What condition is most likely to get you taken to A&E? Flu? Heart attack? Falling?

That’s right. Falling is one of the biggest reasons that older people need to visit the emergency department by ambulance or are taken there by their live in carer and can result in a loss of independence or even admission to a nursing or care home.

There are plenty of things you can do to ensure that you reduce the risk of falling.

Know Your Risk

There are many reasons why we are more at risk of falling as we age. Among them are worsening eye-sight, medications that affect balance and stability, reduction in muscle tone and strength and certain chronic conditions.

The first step to reducing your fall risk is to assess how likely you are to fall in the first place. You will need to be honest with yourself about how much your eyes have deteriorated, how difficult the stairs are getting or just how often your blood pressure medication makes you feel dizzy.

Assess your home

This is especially important if you have lived in the same place for a long time. Adding a rail to the front steps, swapping a rope banister for a fixed one or adding anti-slip measures in the bathroom can all make your home safer and make you less likely to fall.

Fix what you can now

If it’s some time since you last saw your optician then perhaps it’s time to get your eyes rechecked. Not only can the optician check for symptoms of serious conditions they can also ensure you have the right prescription which can be enough to stop you tripping on the step.
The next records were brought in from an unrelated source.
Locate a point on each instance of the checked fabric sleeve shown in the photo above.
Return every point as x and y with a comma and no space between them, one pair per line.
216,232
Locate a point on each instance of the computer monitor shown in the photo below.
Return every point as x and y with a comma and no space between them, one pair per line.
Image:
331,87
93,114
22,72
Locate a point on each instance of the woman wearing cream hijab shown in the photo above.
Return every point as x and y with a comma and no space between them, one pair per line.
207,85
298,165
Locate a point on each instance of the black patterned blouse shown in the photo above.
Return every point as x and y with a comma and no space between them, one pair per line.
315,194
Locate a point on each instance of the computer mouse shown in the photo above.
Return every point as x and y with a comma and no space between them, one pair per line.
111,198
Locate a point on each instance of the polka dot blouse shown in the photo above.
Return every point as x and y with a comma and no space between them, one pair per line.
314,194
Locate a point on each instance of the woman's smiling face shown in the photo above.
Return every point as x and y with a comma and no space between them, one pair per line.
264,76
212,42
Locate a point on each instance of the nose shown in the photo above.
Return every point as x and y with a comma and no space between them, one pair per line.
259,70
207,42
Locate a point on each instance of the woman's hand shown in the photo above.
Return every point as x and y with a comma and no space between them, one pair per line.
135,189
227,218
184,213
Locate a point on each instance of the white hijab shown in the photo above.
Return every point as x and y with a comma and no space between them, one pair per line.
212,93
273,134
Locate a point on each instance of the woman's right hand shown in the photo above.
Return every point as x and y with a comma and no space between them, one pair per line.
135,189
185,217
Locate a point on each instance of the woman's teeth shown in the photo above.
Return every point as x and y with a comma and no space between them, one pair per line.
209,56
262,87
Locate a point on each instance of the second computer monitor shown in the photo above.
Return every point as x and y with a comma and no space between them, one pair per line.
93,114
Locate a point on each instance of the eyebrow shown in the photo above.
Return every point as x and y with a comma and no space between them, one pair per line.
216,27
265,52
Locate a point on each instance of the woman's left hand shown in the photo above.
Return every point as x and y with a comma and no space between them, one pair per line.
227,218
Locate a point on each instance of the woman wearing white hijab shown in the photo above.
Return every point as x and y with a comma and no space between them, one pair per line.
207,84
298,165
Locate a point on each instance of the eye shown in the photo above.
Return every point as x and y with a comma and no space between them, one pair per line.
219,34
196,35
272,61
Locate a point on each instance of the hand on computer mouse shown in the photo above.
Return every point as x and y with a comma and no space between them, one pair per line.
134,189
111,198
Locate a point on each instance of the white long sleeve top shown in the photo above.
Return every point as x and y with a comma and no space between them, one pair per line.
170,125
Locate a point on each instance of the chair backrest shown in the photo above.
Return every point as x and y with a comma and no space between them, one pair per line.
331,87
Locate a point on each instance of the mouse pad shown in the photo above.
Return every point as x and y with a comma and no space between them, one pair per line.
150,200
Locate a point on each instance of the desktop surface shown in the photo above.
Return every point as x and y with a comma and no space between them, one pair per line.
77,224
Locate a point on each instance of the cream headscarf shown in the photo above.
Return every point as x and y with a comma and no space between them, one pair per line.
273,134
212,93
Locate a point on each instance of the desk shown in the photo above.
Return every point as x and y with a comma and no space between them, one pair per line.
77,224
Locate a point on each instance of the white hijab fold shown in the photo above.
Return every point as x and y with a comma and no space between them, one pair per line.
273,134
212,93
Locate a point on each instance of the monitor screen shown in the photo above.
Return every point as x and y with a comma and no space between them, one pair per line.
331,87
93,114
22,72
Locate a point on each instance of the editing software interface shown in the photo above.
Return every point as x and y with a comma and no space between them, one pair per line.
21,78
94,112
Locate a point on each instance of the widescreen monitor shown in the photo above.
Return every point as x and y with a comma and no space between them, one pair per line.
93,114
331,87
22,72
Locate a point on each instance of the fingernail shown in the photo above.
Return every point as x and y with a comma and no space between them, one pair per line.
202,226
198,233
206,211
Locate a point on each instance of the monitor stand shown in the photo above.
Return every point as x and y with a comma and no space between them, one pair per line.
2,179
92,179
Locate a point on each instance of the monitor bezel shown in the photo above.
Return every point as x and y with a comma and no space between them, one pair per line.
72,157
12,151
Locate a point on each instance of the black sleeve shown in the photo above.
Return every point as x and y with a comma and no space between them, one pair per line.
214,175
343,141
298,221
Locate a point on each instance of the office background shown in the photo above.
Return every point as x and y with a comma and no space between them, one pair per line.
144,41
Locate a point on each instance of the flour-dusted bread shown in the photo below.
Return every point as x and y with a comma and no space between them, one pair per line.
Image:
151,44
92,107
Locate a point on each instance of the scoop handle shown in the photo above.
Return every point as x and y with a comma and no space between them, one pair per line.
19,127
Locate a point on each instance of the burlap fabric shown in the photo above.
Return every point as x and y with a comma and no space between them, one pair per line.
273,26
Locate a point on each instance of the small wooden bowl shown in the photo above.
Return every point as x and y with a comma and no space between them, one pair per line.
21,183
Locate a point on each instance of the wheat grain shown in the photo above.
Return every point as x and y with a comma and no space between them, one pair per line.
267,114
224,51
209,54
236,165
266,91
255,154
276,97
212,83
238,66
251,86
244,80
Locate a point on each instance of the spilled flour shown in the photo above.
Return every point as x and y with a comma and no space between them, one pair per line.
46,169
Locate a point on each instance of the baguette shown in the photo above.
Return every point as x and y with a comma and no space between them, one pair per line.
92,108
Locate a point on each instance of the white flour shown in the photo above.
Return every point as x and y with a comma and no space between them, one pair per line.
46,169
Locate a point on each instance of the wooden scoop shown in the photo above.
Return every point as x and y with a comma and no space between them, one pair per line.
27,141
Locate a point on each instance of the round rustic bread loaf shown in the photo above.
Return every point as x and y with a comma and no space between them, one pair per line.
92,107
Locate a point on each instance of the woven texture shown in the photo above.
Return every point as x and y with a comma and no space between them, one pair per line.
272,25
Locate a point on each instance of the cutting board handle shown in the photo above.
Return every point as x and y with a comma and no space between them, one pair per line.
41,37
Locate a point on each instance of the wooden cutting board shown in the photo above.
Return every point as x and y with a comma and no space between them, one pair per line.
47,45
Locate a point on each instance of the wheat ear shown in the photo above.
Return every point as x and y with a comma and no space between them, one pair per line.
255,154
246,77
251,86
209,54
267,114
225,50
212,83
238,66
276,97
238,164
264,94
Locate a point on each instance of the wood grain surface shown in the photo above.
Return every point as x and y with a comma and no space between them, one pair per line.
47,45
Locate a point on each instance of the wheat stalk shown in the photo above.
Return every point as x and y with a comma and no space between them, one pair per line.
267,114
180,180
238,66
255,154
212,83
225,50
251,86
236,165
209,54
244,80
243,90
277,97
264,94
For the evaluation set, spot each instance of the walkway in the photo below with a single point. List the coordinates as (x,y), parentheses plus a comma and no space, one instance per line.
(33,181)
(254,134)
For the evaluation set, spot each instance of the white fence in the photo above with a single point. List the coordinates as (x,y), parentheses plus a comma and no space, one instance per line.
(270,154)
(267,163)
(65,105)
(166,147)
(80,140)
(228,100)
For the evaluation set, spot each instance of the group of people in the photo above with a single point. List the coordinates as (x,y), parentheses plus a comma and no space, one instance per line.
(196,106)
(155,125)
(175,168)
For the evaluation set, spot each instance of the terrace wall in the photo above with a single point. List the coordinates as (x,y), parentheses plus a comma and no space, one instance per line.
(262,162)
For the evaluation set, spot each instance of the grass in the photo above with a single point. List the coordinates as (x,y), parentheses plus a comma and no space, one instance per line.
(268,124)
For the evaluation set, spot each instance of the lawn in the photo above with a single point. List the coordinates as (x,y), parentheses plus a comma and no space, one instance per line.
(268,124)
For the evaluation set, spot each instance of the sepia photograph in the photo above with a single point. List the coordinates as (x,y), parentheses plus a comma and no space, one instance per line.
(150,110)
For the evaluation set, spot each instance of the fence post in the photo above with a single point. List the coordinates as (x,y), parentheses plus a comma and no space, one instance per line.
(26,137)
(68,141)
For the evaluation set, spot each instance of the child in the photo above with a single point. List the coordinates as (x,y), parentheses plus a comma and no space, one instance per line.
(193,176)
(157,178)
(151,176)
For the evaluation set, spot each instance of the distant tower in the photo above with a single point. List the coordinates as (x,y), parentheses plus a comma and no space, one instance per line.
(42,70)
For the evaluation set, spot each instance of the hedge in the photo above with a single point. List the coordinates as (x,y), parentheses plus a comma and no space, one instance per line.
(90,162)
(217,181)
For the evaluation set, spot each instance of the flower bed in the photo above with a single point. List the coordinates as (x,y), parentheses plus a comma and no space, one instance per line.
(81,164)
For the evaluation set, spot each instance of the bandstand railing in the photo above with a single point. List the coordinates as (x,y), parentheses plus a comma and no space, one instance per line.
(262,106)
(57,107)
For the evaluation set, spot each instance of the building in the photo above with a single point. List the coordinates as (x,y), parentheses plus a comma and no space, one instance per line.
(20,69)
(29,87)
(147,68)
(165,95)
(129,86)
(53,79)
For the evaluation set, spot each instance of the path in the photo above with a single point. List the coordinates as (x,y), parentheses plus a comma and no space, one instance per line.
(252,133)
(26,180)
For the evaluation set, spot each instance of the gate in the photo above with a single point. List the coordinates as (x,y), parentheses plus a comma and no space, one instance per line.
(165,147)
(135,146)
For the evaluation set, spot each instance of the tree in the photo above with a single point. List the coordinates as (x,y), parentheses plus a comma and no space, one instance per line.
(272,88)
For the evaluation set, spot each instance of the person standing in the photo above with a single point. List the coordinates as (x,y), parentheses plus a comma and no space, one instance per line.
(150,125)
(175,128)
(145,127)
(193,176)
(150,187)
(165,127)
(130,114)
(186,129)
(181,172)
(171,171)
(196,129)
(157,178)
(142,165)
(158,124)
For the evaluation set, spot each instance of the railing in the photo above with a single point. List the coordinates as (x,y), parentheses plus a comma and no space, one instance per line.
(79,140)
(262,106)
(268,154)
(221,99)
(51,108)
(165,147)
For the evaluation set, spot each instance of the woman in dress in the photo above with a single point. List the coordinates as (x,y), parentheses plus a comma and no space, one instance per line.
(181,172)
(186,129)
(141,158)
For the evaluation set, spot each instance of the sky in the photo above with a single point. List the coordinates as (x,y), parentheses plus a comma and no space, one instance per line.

If your medication is making you feel dizzy or unbalanced then ask your doctor if it’s possible to try another type. A different dose or taking the medicine at a different time of day may also reduce unwanted side-effects.

Keep your muscles active

Make sure you keep yourself as active as possible. Take a daily walk and spread housework out throughout the day so you aren’t sitting for extended periods of time. If you find yourself lacking motivation then ask if there is a specialist exercise classes you could attend. Not only will it help you to improve your muscle strength and co-ordination but it could help you to make some new friends.

Consider asking for help

If your mobility is really suffering then consider whether it’s time to employ the services of a home help. There are two main types – live-in carer’s and live-out. A live-out carer is what most people think of and, depending on your needs, they can help you to wash, dress, prepare light meals and offer some company during the day. A live-in carer will take on more of the running of the household and can reduce the risk of falls as they will undertake the riskier aspects of housework as well as accompanying you to the shops or appointments.